Google has confirmed that it has dismissed a systems engineer after he accessed private details from the Gmail, Google Voice and IM accounts of four teenagers.
The engineer has been identified as 27-year-old David Barksdale, who was part of an elite technical group at Google, according to US reports.
In a statement, Bill Coughran, senior vice-president of engineering for Google, confirmed Barksdale's dismissal "for breaking Google's strict internal privacy policies".
Google plans to increase its access control monitoring to ensure those controls are effective, he said.
Commenting on the case, Ed Macnair, chief executive of security firm Overtis, said that wherever a company is holding large amounts of customer data, there is a risk that this will be surreptitiously viewed by employees with privileged access.

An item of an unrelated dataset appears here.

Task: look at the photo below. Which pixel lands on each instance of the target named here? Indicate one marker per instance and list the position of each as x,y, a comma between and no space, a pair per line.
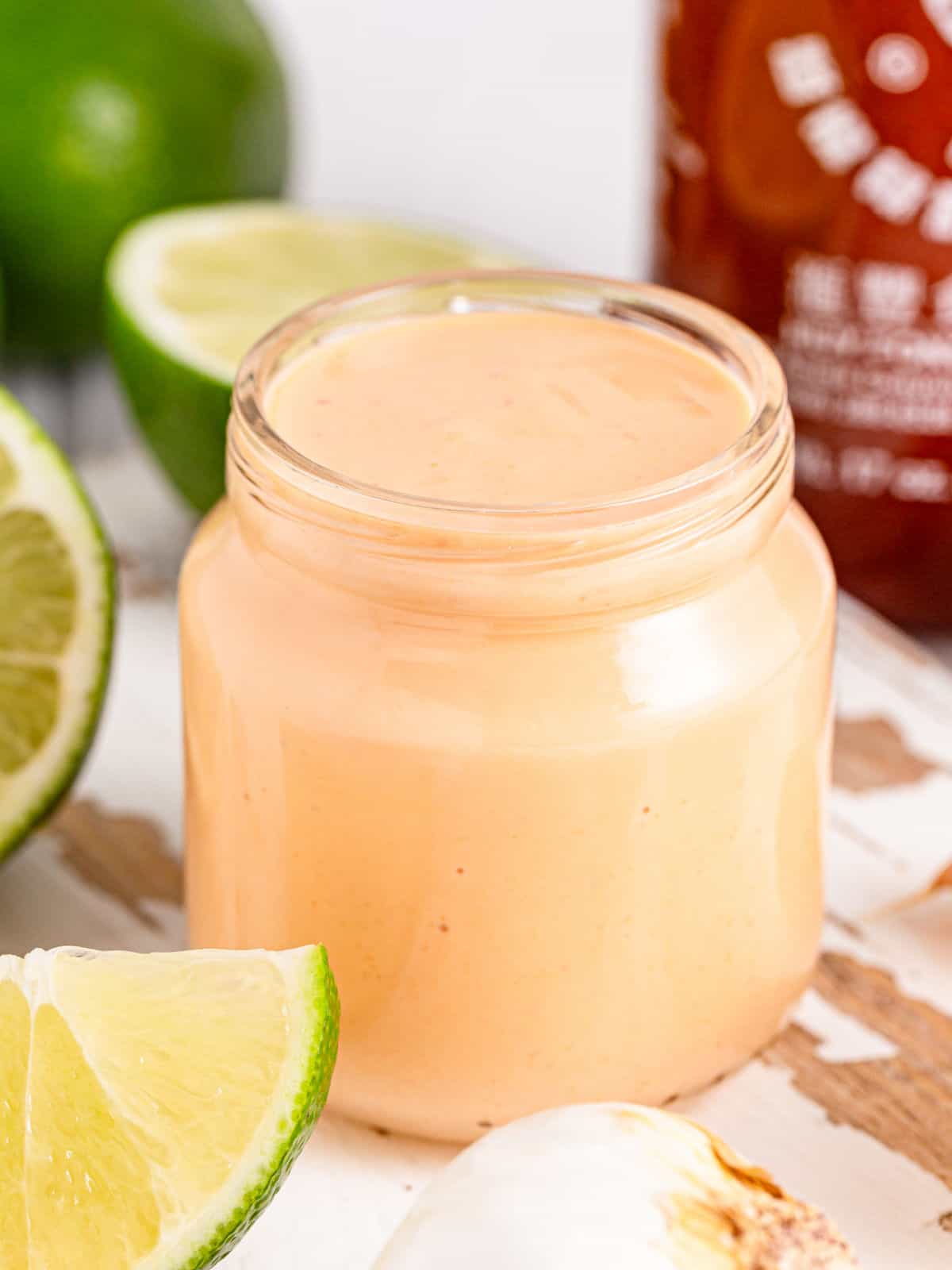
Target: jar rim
254,444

"Google has stated that it is increasing its monitoring, but this comes after the breach has occurred and customers' privacy has been compromised," he said.
According to Macnair, controlling and recording precisely who has accessed data, and regularly reviewing activity logs to spot any adverse behaviour, is the only way to mitigate this risk and prevent systems administrators from abusing the trust of their employers and customers.
"Where privileged access is required for systems administration, user activity management will prevent the administrator from opening and viewing personal content and any attempts to do so will immediately set off an alert to management and security staff," he said.